Mario Alberto Cháve

Blog personal desarrollo de software

desarrollo

Full-text search with SQLite and Rails

Today, I planned to move a few small Ruby on Rails applications with Heroku using Kamal onto a single server. All applications use PostgreSQL as the database because it is simple to use with Heroku and because they take advantage of Postgres’ full-text search.

Because of the size and usage of those applications, I was not convinced that I wanted to manage my own PostgreSQL server or pay for a managed service. So, I started to consider replacing the database with SQLite. At least in my feed at X, I have seen so many posts in the past few months on how good and fast it is.

I wanted something like the pg_search gem, where I could define a scope name and the fields to be indexed. On the SQLite side, I found that it has an extension called FTS5, which is defined as:

FTS5 is an SQLite virtual table module that provides full-text search functionality to database applications. In their most elementary form, full-text search engines allow the user to efficiently search a large collection of documents for the subset that contains one or more instances of a search term. The search functionality provided to World Wide Web users by Google is, among other things, a full-text search engine, as it allows users to search for all documents on the web that contain, for example, the term “fts5”.

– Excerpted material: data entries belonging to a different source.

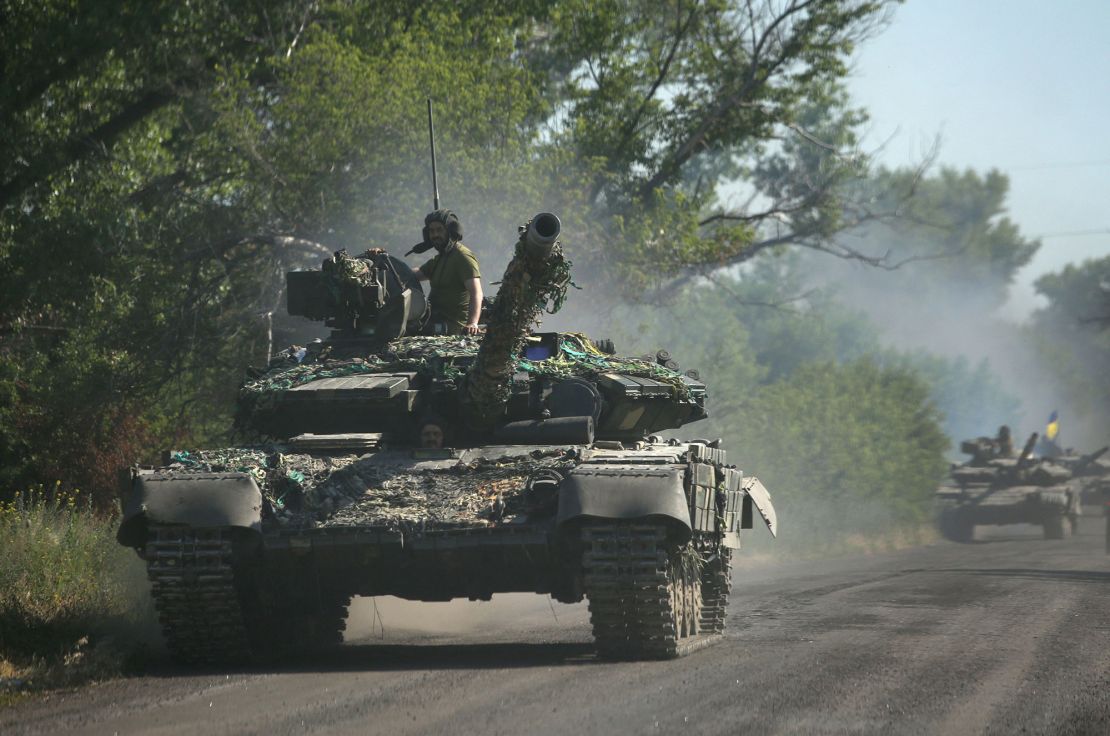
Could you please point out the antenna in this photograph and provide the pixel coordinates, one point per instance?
(431, 138)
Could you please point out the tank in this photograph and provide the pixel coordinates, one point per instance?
(385, 461)
(998, 486)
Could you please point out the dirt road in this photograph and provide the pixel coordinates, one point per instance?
(1008, 635)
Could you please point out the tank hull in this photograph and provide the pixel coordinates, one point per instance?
(645, 534)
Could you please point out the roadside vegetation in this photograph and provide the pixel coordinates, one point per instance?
(72, 602)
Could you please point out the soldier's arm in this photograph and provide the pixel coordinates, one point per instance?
(474, 289)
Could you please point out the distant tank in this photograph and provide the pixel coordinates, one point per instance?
(541, 472)
(998, 486)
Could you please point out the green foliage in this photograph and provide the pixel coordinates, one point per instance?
(845, 447)
(970, 400)
(162, 163)
(951, 233)
(64, 582)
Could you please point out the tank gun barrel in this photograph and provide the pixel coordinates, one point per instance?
(536, 276)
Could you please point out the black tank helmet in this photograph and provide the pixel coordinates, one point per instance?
(450, 220)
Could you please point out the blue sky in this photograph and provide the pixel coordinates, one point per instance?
(1012, 84)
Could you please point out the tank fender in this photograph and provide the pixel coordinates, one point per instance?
(197, 500)
(624, 493)
(759, 497)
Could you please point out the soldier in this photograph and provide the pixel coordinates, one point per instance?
(453, 274)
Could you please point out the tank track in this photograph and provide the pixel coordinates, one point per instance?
(633, 605)
(193, 585)
(716, 586)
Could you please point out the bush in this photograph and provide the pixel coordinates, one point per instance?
(67, 590)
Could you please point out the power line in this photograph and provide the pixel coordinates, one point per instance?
(1058, 164)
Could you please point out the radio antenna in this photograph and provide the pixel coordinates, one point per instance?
(431, 138)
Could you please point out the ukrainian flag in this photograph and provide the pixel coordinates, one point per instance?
(1053, 426)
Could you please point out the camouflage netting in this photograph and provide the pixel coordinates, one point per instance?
(344, 490)
(442, 356)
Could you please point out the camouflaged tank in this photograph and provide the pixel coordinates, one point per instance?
(998, 486)
(551, 479)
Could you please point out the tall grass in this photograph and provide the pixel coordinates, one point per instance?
(71, 598)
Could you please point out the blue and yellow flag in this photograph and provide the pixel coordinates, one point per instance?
(1053, 426)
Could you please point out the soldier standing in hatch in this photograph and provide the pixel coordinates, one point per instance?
(453, 274)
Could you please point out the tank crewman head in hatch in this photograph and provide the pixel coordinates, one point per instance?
(432, 432)
(453, 274)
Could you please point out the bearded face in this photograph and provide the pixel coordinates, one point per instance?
(437, 234)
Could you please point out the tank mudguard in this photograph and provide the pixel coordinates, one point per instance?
(624, 493)
(195, 500)
(760, 498)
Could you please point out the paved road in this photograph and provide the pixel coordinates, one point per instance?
(1007, 635)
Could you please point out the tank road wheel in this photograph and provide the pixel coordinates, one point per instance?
(716, 585)
(645, 597)
(1053, 527)
(193, 586)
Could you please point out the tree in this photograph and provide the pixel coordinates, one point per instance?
(162, 163)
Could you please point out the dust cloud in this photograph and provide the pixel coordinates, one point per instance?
(505, 615)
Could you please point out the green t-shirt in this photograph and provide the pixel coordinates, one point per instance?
(447, 276)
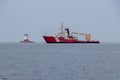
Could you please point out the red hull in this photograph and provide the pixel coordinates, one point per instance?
(52, 39)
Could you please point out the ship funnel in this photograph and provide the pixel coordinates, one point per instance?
(68, 32)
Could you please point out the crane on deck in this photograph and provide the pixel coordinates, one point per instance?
(87, 36)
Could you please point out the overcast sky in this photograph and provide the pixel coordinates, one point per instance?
(100, 18)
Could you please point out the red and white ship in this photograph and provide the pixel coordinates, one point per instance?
(64, 36)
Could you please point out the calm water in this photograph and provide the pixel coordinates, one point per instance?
(42, 61)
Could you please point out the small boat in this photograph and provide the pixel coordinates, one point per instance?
(64, 36)
(26, 40)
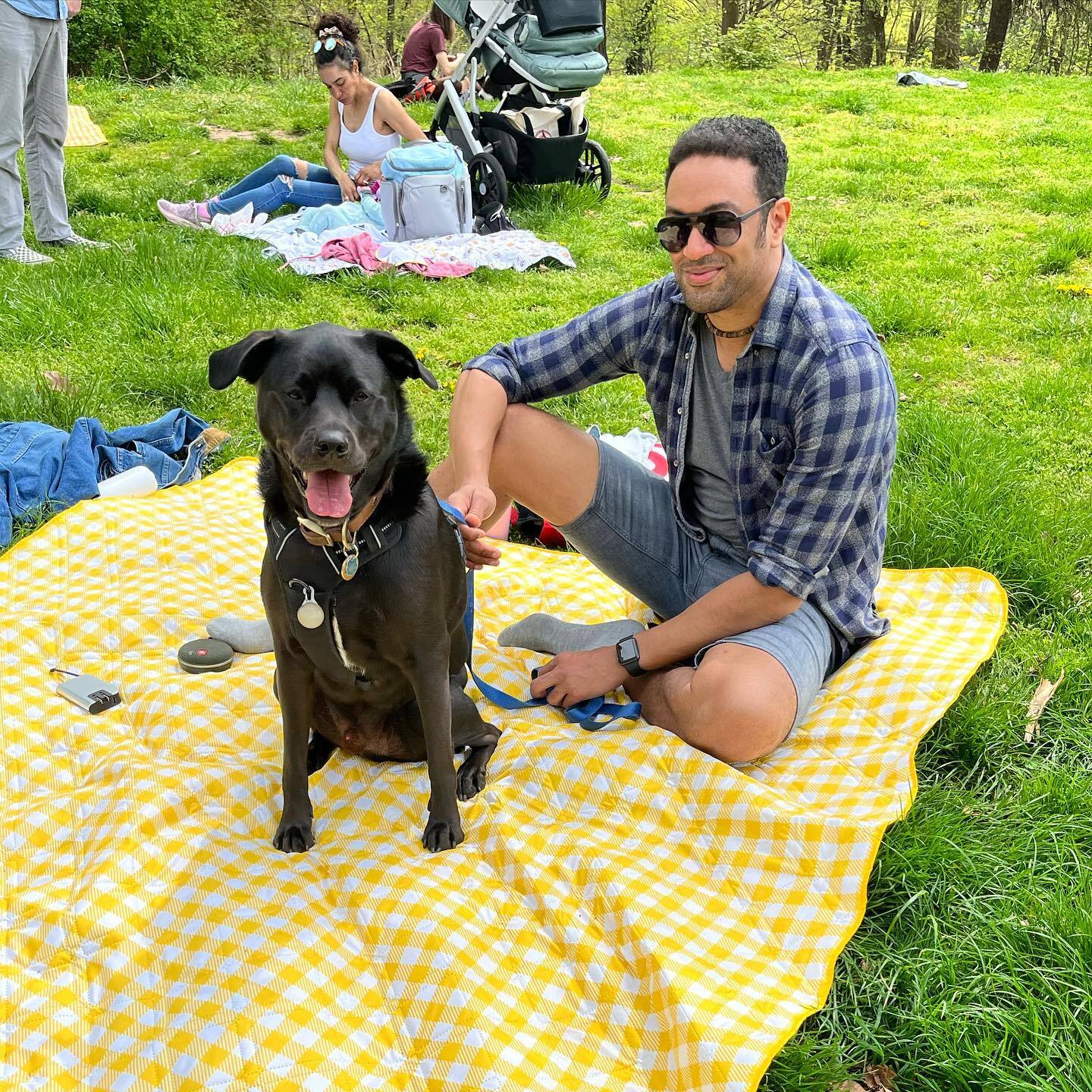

This looked promising, so I started implementing a quick and dirty solution for my needs. Starting from a model Post with title and content attributes, I want to define a full_search scope and indicate the attributes to index for full-text search.

Something like this:

class Post < ApplicationRecord
  include SqliteSearch

  search_scope(:title, :content)
end

Where SqliteSearch is the module that does the heavy work. Before continuing with the implementation, there are decisions to be made regarding how to store the indexed data in the database. A virtual table is required to store the indexed data; one option is to create a single table for this purpose with a record_type and record_id fields to identify the data per model type, just like the way it works for ActiveStorage or ActionText in Rails.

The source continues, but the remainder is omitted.